R' Menachem is not a fire and brimstone person. He pointed out that both approaches have their dangers. The 'yeshivish' approach is far more successful at inculcating yiras shamayim, middos, and keeping kids 'on the derech'. But it comes at a price. (Those are his words.)

But without original study of original texts, one won't understand rabbinical statements (nor rabbinical writings such as the siddur, as R' Menachem is currently teaching us). So there are dangers and drawbacks to both sides.

And i am curious - what do you think? Do you agree that the 'emunas chachamim' approach is more successful? Do you think that the price R' Menachem refers to is worth paying? Or do you think that the 'original study' approach is better?
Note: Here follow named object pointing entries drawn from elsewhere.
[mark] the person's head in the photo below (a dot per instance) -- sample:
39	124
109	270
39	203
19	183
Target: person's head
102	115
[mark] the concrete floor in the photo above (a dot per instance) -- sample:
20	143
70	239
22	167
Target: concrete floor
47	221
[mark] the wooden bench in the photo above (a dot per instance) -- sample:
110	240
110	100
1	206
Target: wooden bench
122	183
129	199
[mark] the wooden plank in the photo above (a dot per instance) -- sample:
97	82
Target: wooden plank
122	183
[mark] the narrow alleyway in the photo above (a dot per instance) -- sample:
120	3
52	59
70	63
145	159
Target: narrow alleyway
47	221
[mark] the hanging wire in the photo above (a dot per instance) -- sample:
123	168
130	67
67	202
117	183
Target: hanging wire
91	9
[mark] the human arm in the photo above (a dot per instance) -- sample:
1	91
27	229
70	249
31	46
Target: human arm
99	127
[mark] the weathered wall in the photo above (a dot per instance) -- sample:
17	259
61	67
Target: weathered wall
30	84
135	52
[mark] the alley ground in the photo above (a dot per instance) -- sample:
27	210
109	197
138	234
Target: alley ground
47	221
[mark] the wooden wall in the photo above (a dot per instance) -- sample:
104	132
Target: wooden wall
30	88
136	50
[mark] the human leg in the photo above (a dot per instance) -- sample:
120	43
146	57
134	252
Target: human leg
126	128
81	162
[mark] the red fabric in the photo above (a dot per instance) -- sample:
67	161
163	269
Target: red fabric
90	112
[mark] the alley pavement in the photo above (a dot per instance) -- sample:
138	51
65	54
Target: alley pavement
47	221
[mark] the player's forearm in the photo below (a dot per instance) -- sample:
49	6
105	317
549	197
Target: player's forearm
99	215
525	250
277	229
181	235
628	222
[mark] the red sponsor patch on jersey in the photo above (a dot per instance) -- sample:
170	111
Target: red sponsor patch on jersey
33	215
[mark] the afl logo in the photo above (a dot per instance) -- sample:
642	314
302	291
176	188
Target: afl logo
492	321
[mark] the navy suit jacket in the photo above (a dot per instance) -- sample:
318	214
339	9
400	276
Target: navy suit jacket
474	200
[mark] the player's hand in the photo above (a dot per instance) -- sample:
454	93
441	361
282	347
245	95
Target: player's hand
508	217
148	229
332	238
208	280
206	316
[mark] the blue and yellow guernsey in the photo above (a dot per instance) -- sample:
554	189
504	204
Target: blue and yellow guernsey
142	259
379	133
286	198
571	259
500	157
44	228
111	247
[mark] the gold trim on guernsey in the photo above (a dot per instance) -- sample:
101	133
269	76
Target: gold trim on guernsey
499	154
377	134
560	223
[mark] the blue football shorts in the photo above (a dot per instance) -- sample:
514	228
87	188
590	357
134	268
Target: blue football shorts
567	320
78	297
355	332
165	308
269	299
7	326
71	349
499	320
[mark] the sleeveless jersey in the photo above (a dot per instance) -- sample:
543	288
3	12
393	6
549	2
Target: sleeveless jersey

To speak personally, i was taught in a manner which was more in line with the 'emunas chachamim' approach. I grew up learning rashi along with chumash, and it truly affected how i read chumash. i would see the pesukim, but i would read rashi and midrash under and through and between the lines. for many years, this would be without realising it. i remember many times when my husband would raise a question on the parsha, and my response would be 'i don;t see any question, it's obvious, rashi says...' (if someone who doesn;t know me is reading this, he is ba'al teshuvah and did not grow up learning the meforshim alongside the pesukim). it would be hard for me to see the contradiction, because the rashi was so ingrained in my consciousness.

this means that i had to learn how to read the tanach simply, how to read what is there and see what could be there, should be there, shouldn;t be there. while i have no real complaints about the my limmudei kodesh education (well, i do in parts), it got me to where i am today and that is fine, it genuinely took years for me to be able to read some parts of chumash at face value - without the overlay of chazal and midrash. Nowadays that overlay is still there, but i am able to recognise it for what it is and push past it. nowadays, it means that i have a warehouse stocked with midrashic and rabbinic material which i am able to draw on, when i have spotted those puzzles and patterns that lurk amongst the pesukim.

to me, the effect of seeing rashi and midrash along with the words of tanach is like looking through smeared glasses. you can see better than without them on - but you still can't see clearly.

thoughts? opnions? experiences?


  1. Just had this at open evening, was told ahuva has to pretend she has never heard yhe rashi. Dont forget theyre teaching medrash as pshat in gan already. And yes...for me it is has been learning curve "what that isnt in the pshat???" At first i felt i had been lied to...then got over myself.

  2. We often forget that the same Chazal we are supposed to rely on for understanding Tanach are also the final editors of Tanach, deciding which Biblical era materials made the final cut and which didn't. The gemara, for example, discussed how much of the book of Yechezkel almost got removed because of their concerns over how people would understand it. This means that if there is something controversial in Tanach then Chazal wanted us to be aware of it and try to understand it. Another example: if Chazal were that worried about the David-Batsheva incidents they would have removed it from Tanach. It's still in there so we have to learn but if we do then we also have to understand how Chazal saw it and what they wanted us to learn from it. The Bible isn't a casual reading book; everything is it is there for the learning of a moral lesson and this is where Chazal can guide us.